The beauty of it is that the algorithm decide on how much entries to put in objects to ensure that only the data that is changed is sent on the network and compared on the other client. That's why we call it Condensation.
So, it's like a giant "grow only set" shared between as many nodes as you want and sending diffs on the network? I find it difficult to understand the possible applications* and the link with the article in the readme (https://www.inkandswitch.com/local-first.html).
*: I see that it could be used as backbone for an end-to-end encrypted messaging system, but what would it change for me if I were reading a remote API, running a multi-instance web app or parsing CSVs to train ML models on them ?
It's really not a grow only, there you have immutable data but it expires at some points regarding the rules you want to implement.
The integrity of the data is not shared on the network, each user owns his data, and choose to store it on his desired server.
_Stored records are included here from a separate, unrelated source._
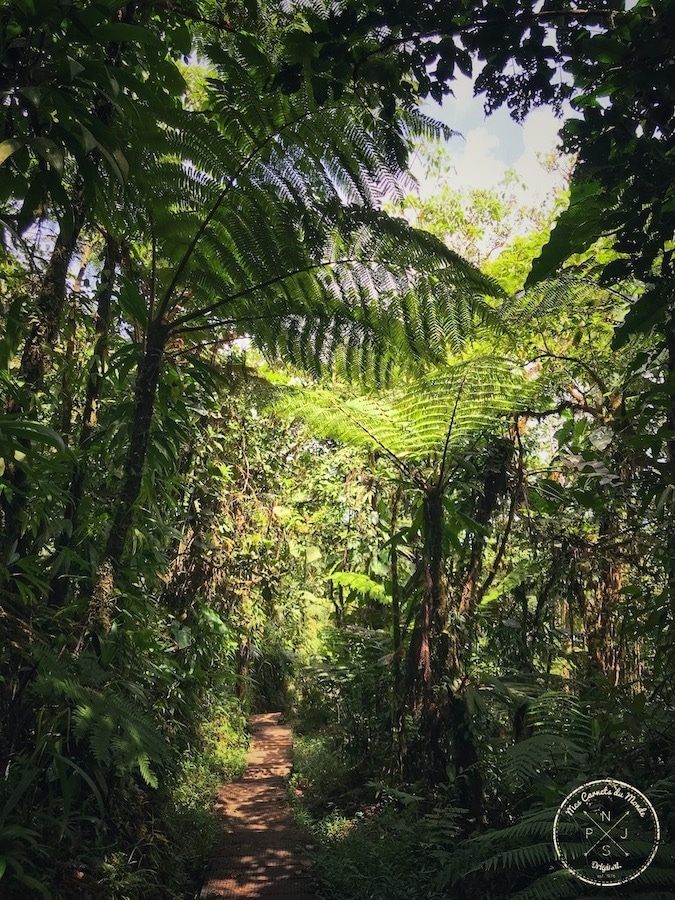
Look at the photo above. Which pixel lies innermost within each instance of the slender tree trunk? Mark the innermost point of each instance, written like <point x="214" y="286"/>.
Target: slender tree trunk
<point x="60" y="582"/>
<point x="43" y="335"/>
<point x="51" y="300"/>
<point x="147" y="381"/>
<point x="96" y="376"/>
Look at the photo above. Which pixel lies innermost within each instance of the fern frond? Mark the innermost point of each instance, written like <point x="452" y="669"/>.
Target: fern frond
<point x="445" y="408"/>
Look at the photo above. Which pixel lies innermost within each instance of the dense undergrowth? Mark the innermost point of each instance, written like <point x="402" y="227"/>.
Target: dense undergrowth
<point x="380" y="835"/>
<point x="154" y="841"/>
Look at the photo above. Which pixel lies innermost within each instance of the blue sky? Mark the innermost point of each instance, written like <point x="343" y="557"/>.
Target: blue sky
<point x="490" y="145"/>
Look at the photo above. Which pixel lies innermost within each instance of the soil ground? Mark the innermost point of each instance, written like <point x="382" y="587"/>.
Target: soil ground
<point x="261" y="853"/>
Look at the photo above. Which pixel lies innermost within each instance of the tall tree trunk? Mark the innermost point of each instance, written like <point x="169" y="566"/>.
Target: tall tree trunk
<point x="96" y="375"/>
<point x="43" y="335"/>
<point x="51" y="300"/>
<point x="60" y="581"/>
<point x="147" y="381"/>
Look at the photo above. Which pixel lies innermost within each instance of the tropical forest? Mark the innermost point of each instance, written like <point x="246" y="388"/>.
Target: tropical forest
<point x="291" y="422"/>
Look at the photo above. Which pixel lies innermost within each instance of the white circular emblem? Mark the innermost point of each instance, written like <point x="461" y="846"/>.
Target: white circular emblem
<point x="606" y="832"/>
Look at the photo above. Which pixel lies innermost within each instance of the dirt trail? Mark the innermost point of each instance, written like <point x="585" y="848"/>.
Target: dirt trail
<point x="260" y="853"/>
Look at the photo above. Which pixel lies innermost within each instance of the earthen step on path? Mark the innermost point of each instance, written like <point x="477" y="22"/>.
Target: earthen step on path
<point x="260" y="853"/>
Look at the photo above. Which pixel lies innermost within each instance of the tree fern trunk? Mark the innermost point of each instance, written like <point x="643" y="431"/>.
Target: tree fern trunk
<point x="96" y="375"/>
<point x="147" y="381"/>
<point x="43" y="335"/>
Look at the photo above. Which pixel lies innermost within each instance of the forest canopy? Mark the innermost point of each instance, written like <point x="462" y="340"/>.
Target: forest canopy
<point x="276" y="434"/>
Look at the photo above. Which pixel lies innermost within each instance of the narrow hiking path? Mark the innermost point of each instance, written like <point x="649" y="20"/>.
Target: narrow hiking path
<point x="260" y="853"/>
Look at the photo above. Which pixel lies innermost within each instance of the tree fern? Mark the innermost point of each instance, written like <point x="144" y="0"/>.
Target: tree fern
<point x="419" y="423"/>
It's really like the email system.
For the article, it really joins the conclusion that you could build google doc, or an IOT system or anything but you will inherent from powerful synchronization, encryption, offline mode and so you can ensure the 7 principles the author of the article characterized.
You could just use a cloud to store massively your data, and pass them through a local server to make sure they are not compromised.
Ah! I see where your inspiration is coming from! It's really interesting when you think of it that way!
I think there is a true need for a decentralized immutable data store (basically get/put/list operations), and it could serve a vast number of use cases. It enables simple algorithmic memoization, complete reproducibility of ML models, and datasets shareability. The only problem is we lack practical solutions. Maybe Condensation could help, or maybe not. In any case, it's good to see more alternative to traditional datastore that are not "git for data".
Hey, can you send us an email? I can connect you to Thomas for the installation of the latest version. It will be a good exercise to guide you through.
Basically you have a document with all the references to objects, and if you remove the reference the object will be deleted after a certain timeout (you can set it for your specific case).
Not yet planned but its definitely something we want to have. we onboard everyone who want to port the code, so I hope someone will come with this idea soon.
Interesting. Would love to try this out, but I generally try to avoid Java for personal side projects. Is the plan to make a Javascript client or a full Javascript port?
We’ve been working on a graph/document database with these kind of collaborative revision-control features over at TerminusDB (https://github.com/terminusdb/terminusdb). I think it is the wave of the future. And interestingly we also came out of a European Commission backed project.
Our approach to distribution is to use delta encoding and succinct data structures. We borrowed a fair few ideas from Git. Might be interested to read our storage layer white paper: https://github.com/terminusdb/terminusdb/blob/master/docs/wh...
Conflict free merges sound fantastic - not an easy road! Good luck.